I had made it just inches short of the sidewalk when I was tackled to the ground by a goose in a letterman jacket. The sidewalk ran parallel to a busy interstate, but despite the fact that I was clearly being held down by four steroid enthusiasts, not one car had stopped to object for the entire duration. The threat was short, but Derek’s message was vividly clear.            
“Stay away from Jessie, ‘Romeo;’ I own her. And if your scrawny ass ever try’s to steal what belongs to me again… I’ll force you to eat your own finger.” He said, calmly hovering inches above my own face.
He pulled his face away from mine and stood up; for a brief second, I had thought that I had gotten away with nothing but a morose warning. But when Derek had begun to laugh; I could tell by the delight in that twisted laugh, that I wasn’t going to escape the gaggle unscathed.
“But just for kicks, and to make sure you don’t forget my promise to you; I’m afraid you’re going to have to eat dirt.” He hissed calmly.
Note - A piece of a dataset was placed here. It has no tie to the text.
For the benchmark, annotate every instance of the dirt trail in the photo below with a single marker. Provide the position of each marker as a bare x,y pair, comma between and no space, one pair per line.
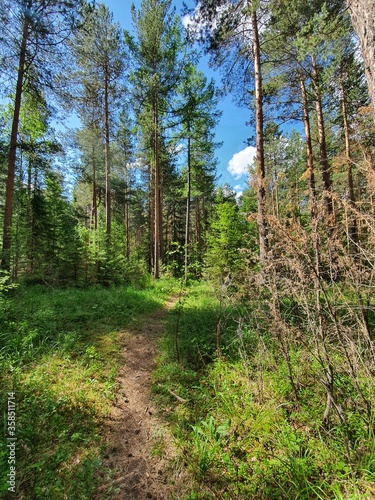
135,434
Then the rest of the mob laughed excitedly as Derek grabbed a large hunk of dry dirt and spat on it. A fifth accomplice of his then held my nose shut and forced my mouth open, leaving me totally defenseless against the germ riddled dirt-pie. Laughing joyfully at my suffering, the other remaining players without a role had joined in; imitating their leader they kicked dirt in my face and hair until they had felt like big men. Finally, god and the rest of the bullies had had their fill, and left while laughing without a sliver of regret or empathy amongst them. As I began to rid my mouth of the grotesque mix between saliva and dirt, I reluctantly picked myself up from the ground. I stared at the passing cars, as if to judge the interstate as a collective entity which was guilty of neglect. Then, much to my dismay, I spotted Iam’me staring at me with a look of great concern from across the interstate.
            “Doo!!” He cried, over the hum of the interstate.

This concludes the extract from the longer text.